# Applying commutators? (intuitive solving)



## moonexe (May 15, 2013)

I'm not quite sure if this is the right category, but it seems like the most fitting. Anyway...

Let me start by saying that I'm not interested by speed in any way and my only goal is to solve the cube on my own without the help of any pre-calculated sequences or algorithms. From the information I've gathered so far, the only way to do so would seem to be with the use of commutators.
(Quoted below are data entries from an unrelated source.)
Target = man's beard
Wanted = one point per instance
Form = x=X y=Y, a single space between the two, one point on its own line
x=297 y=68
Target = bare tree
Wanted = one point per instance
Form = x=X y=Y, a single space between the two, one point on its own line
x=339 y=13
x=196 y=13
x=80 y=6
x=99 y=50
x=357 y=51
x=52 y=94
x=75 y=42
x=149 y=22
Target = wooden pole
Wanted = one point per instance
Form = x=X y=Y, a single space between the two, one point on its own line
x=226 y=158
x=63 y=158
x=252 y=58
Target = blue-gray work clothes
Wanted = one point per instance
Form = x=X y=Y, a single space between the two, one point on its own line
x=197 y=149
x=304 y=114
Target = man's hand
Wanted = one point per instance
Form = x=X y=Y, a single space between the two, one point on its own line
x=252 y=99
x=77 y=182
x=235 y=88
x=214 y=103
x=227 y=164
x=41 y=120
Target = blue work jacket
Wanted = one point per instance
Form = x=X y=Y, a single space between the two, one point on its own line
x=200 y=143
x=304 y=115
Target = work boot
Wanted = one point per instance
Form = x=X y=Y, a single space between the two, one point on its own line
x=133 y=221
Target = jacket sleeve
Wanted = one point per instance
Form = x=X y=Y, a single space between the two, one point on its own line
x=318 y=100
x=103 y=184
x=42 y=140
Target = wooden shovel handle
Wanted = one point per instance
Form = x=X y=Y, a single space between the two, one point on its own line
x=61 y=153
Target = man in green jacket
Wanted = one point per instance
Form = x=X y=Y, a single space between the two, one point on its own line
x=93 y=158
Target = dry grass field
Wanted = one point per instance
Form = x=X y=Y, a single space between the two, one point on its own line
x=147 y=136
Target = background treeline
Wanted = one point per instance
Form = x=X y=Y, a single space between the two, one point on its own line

I've been loosely following the Petrus method to solve most of the cube except for 3 to 5 remaining corners, which are where I've been stuck. I kind of understand how commutators work and what they essentially do, but when I try to apply them, I always seem to lose track of my own moves and can't restore the cube because I get confused mid-way.
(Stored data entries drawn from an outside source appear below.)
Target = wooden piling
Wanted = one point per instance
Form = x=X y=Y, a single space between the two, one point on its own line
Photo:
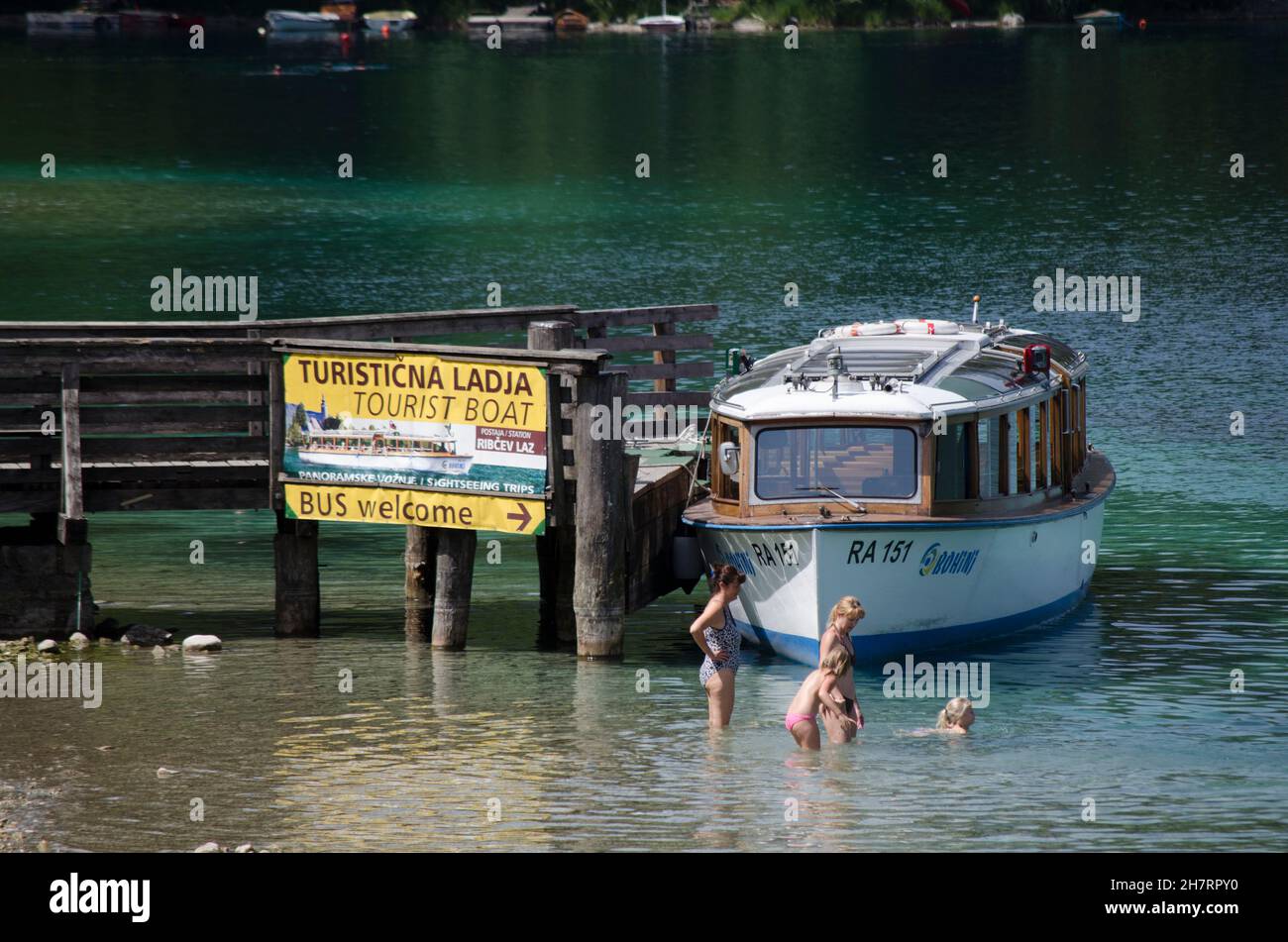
x=421 y=564
x=295 y=565
x=599 y=587
x=557 y=547
x=455 y=576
Is there any advice any of you could give me to get around that?


----------



## Kirjava (May 15, 2013)

8355 method can require essentially no algorithms and doesn't need knowledge of commutators.

This should help you if you actually want to use comms.


----------



## Renslay (May 15, 2013)

Try to apply commutators on a solved cube as practice. After planning, try to execute them with closed eyes (or looking at it as few times as you can).
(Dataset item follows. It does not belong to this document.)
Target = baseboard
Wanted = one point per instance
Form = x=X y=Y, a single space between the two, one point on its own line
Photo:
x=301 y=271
When you try to apply commutators during a real solving (on a scrambled cube), again, plan them, then try to execute them with closed eyes. Most of the time you possibly lose track because the mixed colors are confusing (typical beginner's confusion).


----------



## TheOneOnTheLeft (May 15, 2013)

I usually write down what my X, Y and Z moves are when working out commutators so I can undo them properly. It seems like after a while you'll learn to remember them, but I've not reached that point yet.


----------



## Brest (May 15, 2013)

It's only 41:47!

[YouTubeHD]54SGrZbLcoE[/YouTubeHD]


----------



## Cubenovice (May 15, 2013)

Since different tutorials work for different people: check these out too:

Ryan Heise

VERY In depth: BH tutorial
Tip: just start with the basic 8-movers.
Don't move to the advanced cases too soon or you'll get more confused than ever.


----------



## Ollie (May 15, 2013)

Kirjava said:


> This should help you if you actually want to use comms.



I wish I'd seen this months ago! At least I finally have a nice edge-flip alg that isn't M' U' M' U'... etcetc 

[U M U2 M2 U, R2]


----------



## MarcelP (May 18, 2013)

Brest said:


> It's only 41:47!
> 
> [YouTubeHD]54SGrZbLcoE[/YouTubeHD]



Wow, what a great video!


----------